PHP 5.4 Replacement HTML Functions

      Comments Off on PHP 5.4 Replacement HTML Functions

In PHP 5.4 the default character set encoding for the htmlspecialchars(), htmlentities(), html_entity_decode() and get_html_translation_table() functions changed from ISO-8859-1 to UTF-8.

If the encoding is specified when the functions are used then they will continue to work as before when upgrading to PHP 5.4. However a lot of PHP code doesn’t specify the encoding, and consequently causes problems on PHP 5.4. This will generally show as the functions returning empty strings because the input string contains character that are valid ISO-8859-1 but not valid UTF-8.

One option would be to go through all your PHP code and manually edit every use of the functions like this:

Replace this
$text = htmlspecialchars ($text);
With this
$text = htmlspecialchars ($text, ENT_COMPAT | ENT_HTML401, 'ISO-8859-1');

Replace this
$text = htmlentities ($text);
With this
$text = htmlentities ($text, ENT_COMPAT | ENT_HTML401, 'ISO-8859-1');

Replace this
$text = html_entity_decode ($text);
With this
$text = html_entity_decode ($text, ENT_COMPAT | ENT_HTML401, 'ISO-8859-1');

Replace this
$table = get_html_translation_table ($table);
With this
$table = get_html_translation_table ($table, ENT_COMPAT | ENT_HTML401, 'ISO-8859-1');

With large projects that would be a nightmare!

The work-around here still requires editing of all your code, but it can be done with a global search-and-replace which is a lot quicker.

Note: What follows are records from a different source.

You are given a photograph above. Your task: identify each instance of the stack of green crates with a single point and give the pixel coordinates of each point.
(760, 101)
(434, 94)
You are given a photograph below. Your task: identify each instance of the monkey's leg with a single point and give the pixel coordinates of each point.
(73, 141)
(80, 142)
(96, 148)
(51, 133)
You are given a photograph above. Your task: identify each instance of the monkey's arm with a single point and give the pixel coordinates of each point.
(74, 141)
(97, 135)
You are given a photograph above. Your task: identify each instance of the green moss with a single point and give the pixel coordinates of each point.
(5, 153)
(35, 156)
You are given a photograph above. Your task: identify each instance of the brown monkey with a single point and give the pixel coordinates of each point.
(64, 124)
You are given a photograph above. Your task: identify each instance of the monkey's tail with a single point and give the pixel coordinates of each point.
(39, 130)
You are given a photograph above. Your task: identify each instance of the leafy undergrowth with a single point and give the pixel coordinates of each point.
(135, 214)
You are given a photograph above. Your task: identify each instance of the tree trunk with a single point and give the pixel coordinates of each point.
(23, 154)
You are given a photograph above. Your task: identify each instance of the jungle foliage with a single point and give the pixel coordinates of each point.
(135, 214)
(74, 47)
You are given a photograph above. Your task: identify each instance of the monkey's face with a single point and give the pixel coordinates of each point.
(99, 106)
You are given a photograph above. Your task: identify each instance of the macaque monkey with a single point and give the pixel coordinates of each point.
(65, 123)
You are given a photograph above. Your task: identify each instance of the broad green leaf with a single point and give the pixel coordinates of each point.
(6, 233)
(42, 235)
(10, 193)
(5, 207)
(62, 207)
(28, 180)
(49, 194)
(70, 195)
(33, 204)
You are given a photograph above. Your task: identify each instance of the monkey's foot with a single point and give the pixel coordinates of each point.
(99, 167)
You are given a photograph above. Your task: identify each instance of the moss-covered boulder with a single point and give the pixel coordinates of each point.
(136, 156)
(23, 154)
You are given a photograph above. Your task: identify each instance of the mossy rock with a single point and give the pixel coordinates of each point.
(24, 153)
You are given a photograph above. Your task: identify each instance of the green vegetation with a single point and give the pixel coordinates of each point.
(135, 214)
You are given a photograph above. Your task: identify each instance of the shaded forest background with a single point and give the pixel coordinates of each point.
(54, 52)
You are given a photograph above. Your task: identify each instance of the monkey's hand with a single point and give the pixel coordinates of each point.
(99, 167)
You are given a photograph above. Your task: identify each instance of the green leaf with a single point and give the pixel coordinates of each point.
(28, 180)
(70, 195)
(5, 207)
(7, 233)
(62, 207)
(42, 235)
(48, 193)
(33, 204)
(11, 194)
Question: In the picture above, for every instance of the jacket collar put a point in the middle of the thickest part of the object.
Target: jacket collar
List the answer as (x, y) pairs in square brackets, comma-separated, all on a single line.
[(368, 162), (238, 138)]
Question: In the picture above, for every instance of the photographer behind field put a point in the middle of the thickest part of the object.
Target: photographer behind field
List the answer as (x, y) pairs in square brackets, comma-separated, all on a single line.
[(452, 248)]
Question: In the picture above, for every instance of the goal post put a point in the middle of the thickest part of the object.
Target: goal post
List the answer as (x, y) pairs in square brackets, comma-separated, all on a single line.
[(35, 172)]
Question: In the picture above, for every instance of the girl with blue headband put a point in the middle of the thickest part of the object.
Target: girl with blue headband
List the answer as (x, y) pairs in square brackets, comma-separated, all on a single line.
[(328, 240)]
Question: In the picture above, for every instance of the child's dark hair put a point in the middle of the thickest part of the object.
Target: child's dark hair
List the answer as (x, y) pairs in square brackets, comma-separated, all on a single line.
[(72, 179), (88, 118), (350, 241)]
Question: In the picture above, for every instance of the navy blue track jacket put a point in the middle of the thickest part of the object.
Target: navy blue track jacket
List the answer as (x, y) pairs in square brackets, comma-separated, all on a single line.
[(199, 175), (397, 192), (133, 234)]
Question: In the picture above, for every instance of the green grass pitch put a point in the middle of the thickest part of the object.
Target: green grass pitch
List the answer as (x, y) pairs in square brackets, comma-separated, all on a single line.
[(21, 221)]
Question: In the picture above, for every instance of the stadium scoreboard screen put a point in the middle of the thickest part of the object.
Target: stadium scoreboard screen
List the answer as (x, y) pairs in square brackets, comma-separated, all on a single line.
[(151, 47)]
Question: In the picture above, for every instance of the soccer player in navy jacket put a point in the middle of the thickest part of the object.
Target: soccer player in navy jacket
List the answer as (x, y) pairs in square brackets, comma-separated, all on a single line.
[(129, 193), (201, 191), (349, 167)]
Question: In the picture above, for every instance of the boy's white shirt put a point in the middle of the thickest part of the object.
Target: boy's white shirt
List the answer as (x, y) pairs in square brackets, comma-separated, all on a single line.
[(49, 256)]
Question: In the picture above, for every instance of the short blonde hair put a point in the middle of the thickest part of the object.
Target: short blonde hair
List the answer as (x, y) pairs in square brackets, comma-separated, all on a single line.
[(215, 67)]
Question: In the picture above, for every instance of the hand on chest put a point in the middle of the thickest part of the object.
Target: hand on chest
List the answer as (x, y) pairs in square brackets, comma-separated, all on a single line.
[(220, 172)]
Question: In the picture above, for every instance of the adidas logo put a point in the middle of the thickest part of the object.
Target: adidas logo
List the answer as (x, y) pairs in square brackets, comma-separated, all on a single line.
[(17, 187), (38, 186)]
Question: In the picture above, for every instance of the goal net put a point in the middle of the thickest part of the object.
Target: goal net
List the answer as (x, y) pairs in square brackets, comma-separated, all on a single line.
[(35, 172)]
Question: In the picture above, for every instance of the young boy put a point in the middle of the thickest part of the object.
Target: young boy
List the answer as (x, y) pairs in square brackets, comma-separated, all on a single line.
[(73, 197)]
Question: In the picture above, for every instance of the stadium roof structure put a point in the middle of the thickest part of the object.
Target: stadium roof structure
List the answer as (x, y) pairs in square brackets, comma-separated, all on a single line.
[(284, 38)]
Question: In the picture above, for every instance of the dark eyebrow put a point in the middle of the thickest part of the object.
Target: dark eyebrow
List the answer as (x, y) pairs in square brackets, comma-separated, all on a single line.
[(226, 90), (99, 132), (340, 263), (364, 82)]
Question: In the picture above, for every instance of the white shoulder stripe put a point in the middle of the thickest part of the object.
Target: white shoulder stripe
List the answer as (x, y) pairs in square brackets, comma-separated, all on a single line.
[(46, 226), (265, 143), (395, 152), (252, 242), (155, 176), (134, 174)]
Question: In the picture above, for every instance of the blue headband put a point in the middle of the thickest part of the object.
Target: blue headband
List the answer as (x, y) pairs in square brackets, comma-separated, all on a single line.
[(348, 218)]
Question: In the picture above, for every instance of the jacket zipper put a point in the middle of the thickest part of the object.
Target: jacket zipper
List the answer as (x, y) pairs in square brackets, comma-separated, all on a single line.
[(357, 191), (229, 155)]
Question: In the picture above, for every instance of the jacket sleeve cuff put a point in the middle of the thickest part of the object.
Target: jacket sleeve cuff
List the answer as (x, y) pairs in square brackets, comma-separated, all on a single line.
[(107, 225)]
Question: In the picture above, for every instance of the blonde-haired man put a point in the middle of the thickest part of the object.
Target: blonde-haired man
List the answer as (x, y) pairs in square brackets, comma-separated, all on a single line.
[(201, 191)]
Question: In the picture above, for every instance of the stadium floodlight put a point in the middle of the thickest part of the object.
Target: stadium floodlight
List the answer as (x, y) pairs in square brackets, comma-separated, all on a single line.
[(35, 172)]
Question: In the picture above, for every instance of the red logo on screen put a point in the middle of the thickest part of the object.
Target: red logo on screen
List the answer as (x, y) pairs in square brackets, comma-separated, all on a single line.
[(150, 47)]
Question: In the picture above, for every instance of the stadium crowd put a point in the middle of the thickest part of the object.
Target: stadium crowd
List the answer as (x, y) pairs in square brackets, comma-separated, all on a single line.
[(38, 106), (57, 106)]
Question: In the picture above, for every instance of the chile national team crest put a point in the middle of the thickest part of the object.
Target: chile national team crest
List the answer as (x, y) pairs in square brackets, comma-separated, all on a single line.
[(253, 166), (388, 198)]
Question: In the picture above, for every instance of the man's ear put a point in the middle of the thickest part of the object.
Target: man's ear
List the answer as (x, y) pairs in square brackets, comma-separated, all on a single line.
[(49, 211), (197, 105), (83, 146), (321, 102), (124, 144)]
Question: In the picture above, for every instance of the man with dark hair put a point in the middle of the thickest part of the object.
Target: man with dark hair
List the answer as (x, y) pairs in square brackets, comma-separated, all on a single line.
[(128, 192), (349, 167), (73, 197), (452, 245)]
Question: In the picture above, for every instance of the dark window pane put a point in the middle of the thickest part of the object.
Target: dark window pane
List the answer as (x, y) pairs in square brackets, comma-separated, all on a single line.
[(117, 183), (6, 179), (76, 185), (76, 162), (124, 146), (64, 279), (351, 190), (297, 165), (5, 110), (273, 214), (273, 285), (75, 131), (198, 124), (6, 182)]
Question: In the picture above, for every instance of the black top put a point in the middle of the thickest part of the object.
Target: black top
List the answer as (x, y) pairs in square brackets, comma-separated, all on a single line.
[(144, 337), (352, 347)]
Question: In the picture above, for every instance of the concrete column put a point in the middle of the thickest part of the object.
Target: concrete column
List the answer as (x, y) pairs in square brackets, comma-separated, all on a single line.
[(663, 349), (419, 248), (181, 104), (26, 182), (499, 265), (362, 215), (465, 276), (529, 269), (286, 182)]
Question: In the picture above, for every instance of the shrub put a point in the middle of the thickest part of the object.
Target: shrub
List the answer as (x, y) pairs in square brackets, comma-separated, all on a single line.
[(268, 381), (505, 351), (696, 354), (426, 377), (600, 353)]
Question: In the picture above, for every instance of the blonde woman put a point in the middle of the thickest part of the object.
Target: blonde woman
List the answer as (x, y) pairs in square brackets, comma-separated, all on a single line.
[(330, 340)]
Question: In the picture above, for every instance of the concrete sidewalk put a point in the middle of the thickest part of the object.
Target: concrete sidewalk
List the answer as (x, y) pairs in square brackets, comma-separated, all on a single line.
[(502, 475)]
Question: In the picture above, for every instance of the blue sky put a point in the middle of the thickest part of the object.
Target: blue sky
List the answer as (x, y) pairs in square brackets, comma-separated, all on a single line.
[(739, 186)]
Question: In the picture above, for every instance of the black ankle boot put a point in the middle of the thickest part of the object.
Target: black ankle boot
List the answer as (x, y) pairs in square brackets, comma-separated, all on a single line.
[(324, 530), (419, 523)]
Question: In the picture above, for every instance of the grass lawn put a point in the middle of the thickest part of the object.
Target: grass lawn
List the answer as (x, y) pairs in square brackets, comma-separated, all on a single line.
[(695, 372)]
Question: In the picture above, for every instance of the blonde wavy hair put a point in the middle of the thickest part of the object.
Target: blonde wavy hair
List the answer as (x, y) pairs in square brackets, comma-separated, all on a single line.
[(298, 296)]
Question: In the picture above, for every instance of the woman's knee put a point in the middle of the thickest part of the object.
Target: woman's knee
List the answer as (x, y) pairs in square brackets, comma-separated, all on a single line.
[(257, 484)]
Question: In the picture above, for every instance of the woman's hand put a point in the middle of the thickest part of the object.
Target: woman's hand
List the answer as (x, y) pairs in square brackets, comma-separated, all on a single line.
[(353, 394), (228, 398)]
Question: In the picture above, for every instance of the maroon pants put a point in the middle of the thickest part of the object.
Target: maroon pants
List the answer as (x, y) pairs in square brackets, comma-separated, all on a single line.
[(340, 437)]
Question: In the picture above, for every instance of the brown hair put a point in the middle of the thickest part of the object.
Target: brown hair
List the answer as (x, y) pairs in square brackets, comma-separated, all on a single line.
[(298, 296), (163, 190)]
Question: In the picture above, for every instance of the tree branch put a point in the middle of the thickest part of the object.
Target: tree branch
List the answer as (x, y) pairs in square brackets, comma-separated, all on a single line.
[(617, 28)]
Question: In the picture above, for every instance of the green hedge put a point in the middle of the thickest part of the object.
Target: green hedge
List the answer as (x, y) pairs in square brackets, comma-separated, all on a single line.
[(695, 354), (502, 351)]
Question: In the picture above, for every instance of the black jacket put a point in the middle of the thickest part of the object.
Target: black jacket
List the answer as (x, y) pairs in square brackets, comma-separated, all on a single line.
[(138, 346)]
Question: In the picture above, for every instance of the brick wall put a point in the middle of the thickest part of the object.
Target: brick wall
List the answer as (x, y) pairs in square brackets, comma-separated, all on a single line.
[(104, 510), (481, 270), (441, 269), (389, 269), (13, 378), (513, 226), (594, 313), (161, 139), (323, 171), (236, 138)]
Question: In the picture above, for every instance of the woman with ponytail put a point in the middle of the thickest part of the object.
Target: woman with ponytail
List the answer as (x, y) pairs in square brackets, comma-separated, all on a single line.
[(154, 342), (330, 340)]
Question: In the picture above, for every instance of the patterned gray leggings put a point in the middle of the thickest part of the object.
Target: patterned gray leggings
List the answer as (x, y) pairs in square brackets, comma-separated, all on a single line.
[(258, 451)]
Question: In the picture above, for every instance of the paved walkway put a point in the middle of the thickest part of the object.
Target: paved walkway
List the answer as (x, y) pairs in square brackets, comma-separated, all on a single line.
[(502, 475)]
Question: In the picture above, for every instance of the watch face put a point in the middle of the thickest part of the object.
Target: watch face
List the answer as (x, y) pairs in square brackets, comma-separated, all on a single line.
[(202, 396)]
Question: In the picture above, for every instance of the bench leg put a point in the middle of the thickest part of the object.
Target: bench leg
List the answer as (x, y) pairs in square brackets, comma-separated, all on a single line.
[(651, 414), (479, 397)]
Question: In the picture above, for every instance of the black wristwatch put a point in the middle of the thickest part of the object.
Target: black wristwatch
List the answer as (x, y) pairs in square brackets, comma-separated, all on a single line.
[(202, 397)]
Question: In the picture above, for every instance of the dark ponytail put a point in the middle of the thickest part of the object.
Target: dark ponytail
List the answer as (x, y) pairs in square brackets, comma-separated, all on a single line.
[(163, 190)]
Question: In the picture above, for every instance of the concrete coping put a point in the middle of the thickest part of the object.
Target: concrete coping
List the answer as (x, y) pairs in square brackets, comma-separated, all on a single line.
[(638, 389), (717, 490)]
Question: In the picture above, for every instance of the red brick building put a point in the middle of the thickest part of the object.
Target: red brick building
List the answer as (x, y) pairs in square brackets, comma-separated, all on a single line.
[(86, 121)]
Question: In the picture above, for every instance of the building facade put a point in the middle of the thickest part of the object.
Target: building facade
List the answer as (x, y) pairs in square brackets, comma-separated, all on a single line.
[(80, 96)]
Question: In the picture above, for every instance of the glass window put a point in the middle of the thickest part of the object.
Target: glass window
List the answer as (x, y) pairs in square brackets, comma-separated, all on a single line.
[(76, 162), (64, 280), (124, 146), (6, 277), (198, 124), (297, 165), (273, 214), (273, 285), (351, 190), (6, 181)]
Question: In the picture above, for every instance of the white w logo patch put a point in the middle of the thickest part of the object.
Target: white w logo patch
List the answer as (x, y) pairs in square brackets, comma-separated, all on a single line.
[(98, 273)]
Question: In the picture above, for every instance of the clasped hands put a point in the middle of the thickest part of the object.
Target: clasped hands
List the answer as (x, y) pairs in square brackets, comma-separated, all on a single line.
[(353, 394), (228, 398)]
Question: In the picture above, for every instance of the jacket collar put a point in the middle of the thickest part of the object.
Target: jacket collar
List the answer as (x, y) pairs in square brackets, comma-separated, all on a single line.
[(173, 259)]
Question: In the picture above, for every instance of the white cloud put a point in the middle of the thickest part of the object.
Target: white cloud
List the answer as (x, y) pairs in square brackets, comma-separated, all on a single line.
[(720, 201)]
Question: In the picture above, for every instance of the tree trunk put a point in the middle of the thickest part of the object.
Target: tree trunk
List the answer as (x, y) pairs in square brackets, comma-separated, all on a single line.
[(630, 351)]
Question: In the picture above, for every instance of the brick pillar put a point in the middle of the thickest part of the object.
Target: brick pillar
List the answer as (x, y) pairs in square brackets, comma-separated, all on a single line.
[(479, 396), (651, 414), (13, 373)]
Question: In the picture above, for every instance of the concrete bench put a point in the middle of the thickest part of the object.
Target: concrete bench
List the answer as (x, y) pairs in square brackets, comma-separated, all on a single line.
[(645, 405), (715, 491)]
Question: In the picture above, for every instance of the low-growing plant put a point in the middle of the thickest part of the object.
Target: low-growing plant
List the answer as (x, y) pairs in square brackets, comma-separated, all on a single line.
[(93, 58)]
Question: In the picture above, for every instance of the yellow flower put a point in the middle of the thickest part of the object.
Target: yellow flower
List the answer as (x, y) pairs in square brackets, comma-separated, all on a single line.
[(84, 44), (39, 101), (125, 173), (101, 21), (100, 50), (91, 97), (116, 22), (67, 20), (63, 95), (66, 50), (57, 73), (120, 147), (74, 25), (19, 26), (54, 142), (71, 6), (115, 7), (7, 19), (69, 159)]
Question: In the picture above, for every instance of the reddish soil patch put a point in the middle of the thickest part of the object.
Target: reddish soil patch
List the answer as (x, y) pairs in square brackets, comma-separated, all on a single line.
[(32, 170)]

Create a new PHP file named htmlXfunctions.php with the following content:

<?php
/*
  Alternative functions to resolve default character set issues in PHP 5.4
  From www.paulstenning.com
*/

function htmlXspecialchars ($text, $flags = NULL, $enc = 'ISO-8859-1', $double = true) {
    if ($flags == NULL) $flags = (ENT_COMPAT | ENT_HTML401);
    return htmlspecialchars ($text, $flags, $enc, $double);
}

function htmlXentities ($text, $flags = NULL, $enc = 'ISO-8859-1', $double = true) {
    if ($flags == NULL) $flags = (ENT_COMPAT | ENT_HTML401);
    return htmlentities ($text, $flags, $enc, $double);
}

function htmlX_entity_decode ($text, $flags = NULL, $enc = 'ISO-8859-1') {
    if ($flags == NULL) $flags = (ENT_COMPAT | ENT_HTML401);
    return html_entity_decode ($text, $flags, $enc);
}

function get_htmlX_translation_table ($table, $flags = NULL, $enc = 'ISO-8859-1') {
    if ($flags == NULL) $flags = (ENT_COMPAT | ENT_HTML401);
    return get_html_translation_table ($table, $flags, $enc);
}
?>

In a file that will be run once only no matter what page is displayed (the configuration file could be a good place) add a require() call to the new file:

<?php require ('../routines/htmlXfunctions.php'); ?>

If the path could vary you could make it relative to the calling PHP file with something like this:

<?php require (dirname(__FILE__).'/../routines/htmlXfunctions.php'); ?>

You now need to do a global search-and-replace on every PHP file (apart from htmlXfunctions.php) to replace the original functions with our new ones. Most programmer’s editors such as Notepad++ will do that, as will Dreamweaver.

Search for
htmlspecialchars (
Replace with
htmlXspecialchars (

Search for
htmlentities (
Replace with
htmlXentities (

Search for
html_entity_decode (
Replace with
htmlX_entity_decode (

Search for
get_html_translation_table (
Replace with
get_htmlX_translation_table (

Use the “ignore whitespace differences” in the global search and replace to allow for spaces or no spaces between the function and the open bracket.

This PHP script is offered on an ‘as-is’ basis with no guarantee that it will work correctly etc. Please carry out your own tests before using it. No liability is accepted for any errors or damage however caused. I would appreciate a link to this website if you find it useful.